À partir du XVIIIe siècle, la plupart des philosophes restent de fervents admirateurs des sciences. Mais ils sont désormais incapables de participer à son développement. Car les mathématiques, la physique, la botanique, les sciences expérimentales commencent à s’autonomiser, se diversifier et se techniciser. Quelle place alors reste au philosophe ?

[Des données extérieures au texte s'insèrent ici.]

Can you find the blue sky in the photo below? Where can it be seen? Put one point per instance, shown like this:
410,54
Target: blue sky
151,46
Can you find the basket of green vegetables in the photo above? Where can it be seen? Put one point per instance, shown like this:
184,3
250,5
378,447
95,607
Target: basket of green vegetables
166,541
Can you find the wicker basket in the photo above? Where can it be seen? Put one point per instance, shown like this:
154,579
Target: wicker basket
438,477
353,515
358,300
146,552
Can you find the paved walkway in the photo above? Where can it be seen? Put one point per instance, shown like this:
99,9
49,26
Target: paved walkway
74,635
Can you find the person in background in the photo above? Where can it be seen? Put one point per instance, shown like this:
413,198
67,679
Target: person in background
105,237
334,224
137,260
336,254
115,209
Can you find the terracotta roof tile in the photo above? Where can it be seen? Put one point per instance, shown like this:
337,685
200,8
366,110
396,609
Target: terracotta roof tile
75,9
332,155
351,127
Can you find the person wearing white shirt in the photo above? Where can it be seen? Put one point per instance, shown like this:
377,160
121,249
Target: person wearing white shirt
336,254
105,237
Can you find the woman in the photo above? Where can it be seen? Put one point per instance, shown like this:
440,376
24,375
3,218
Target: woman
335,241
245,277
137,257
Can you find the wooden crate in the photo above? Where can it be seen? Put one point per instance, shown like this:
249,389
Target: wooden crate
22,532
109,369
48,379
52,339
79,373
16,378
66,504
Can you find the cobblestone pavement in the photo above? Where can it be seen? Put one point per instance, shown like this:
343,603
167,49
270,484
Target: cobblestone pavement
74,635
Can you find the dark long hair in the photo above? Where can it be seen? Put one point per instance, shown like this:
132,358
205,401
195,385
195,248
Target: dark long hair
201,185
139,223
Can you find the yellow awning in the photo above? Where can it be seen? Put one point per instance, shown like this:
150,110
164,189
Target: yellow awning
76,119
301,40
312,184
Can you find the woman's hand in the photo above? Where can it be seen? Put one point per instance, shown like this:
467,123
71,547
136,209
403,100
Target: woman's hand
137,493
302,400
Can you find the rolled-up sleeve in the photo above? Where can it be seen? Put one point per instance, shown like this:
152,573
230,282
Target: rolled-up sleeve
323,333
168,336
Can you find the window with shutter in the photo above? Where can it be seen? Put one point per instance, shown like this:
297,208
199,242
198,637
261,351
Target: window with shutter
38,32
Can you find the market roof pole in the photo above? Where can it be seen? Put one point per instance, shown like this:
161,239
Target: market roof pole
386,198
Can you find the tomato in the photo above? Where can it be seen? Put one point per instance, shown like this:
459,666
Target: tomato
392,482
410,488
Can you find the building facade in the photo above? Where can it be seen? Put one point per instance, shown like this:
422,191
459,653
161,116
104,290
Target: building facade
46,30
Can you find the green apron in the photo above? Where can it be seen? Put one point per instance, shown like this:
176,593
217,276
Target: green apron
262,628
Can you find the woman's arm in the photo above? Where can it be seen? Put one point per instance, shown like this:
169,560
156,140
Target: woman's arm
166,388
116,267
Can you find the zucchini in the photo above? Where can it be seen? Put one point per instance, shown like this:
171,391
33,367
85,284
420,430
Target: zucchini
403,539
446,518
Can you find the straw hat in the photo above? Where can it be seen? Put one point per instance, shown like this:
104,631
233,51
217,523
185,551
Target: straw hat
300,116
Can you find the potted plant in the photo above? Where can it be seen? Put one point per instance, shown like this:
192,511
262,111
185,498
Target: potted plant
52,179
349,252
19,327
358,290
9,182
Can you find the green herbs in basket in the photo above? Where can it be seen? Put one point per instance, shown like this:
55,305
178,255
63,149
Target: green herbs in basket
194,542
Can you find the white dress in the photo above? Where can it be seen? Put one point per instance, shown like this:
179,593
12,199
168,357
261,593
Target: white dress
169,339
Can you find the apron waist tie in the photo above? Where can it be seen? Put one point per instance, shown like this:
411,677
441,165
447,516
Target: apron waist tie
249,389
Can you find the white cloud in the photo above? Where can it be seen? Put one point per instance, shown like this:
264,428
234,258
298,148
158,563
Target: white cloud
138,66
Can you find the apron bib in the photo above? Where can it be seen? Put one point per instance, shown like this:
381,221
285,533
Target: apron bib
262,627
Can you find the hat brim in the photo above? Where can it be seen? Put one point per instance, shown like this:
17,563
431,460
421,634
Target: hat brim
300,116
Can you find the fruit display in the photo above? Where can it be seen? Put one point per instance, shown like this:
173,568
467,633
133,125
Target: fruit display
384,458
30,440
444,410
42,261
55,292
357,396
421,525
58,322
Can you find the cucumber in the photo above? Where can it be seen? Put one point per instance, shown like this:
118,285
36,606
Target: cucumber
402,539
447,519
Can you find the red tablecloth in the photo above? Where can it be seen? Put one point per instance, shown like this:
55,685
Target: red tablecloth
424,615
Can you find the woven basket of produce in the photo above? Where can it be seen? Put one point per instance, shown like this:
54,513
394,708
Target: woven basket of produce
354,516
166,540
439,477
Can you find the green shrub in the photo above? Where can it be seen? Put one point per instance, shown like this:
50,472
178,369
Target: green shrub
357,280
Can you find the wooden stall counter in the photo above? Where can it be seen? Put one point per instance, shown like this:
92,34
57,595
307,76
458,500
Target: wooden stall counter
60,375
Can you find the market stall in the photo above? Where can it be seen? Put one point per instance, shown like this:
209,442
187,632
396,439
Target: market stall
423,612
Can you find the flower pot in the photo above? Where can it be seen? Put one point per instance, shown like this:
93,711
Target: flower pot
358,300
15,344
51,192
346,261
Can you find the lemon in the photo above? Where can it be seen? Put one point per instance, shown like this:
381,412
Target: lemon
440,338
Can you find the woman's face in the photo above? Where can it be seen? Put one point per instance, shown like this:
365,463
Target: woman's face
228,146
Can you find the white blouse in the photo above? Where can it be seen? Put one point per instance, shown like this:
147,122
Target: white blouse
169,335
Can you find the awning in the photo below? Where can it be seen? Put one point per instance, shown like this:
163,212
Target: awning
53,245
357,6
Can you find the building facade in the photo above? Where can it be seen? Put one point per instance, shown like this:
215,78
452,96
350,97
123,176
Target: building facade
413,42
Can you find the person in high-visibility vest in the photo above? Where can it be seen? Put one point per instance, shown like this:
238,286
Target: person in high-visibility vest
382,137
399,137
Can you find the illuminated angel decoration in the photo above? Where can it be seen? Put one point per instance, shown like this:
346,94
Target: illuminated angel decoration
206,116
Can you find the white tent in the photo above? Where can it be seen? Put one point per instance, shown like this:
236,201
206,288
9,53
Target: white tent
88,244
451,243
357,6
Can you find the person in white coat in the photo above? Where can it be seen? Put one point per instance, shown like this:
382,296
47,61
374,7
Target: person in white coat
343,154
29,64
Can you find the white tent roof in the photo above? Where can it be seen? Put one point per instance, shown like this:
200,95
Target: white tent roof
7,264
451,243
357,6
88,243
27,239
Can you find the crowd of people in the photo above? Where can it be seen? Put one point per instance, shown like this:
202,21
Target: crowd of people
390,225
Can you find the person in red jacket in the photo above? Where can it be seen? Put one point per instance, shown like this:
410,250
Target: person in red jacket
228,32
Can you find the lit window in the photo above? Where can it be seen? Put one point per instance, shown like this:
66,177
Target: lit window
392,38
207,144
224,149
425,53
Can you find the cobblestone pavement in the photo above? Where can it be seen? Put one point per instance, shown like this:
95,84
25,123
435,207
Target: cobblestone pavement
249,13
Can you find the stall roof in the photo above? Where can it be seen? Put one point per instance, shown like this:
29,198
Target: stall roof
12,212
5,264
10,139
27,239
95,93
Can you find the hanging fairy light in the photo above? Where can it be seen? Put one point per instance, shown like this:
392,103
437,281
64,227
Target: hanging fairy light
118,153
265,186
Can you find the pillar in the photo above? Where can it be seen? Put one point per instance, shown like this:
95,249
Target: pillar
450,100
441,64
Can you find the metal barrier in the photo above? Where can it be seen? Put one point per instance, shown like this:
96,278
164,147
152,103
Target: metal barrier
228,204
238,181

Une première voie réside dans l’encyclopédisme. Denis Diderot et Jean Le Rond d’Alembert se lancent dans cette grande entreprise. Est-ce encore une œuvre philosophique que de présenter et vulgariser tous les savoirs ? La question reste ouverte… Diderot rédige parallèlement Pensées sur l’interprétation de la nature (1753), où il est question de méthode expérimentale (inspirée de Francis Bacon), de théorie de la connaissance (inspiré de Condillac), de forces et de causes (inspirées de Newton). Mais le statut de ces pensées est ambigu : théorie de la nature ? Méthode ? Psychologie de la connaissance ? Tout y est mêlé dans un plaidoyer pour le progrès des sciences. De son côté, Georg Hegel ambitionne, avec son Encyclopédie des sciences philosophiques (1817), de bâtir à la fois une théorie du devenir et une méthode appliquée à la nature et à l’esprit humain. Mais cette dialectique est vouée à l’échec : aucun appareil conceptuel ne semble à même de rendre compte à la fois de la physique newtonienne et de la biologie naissante, fondée sur un modèle évolutif.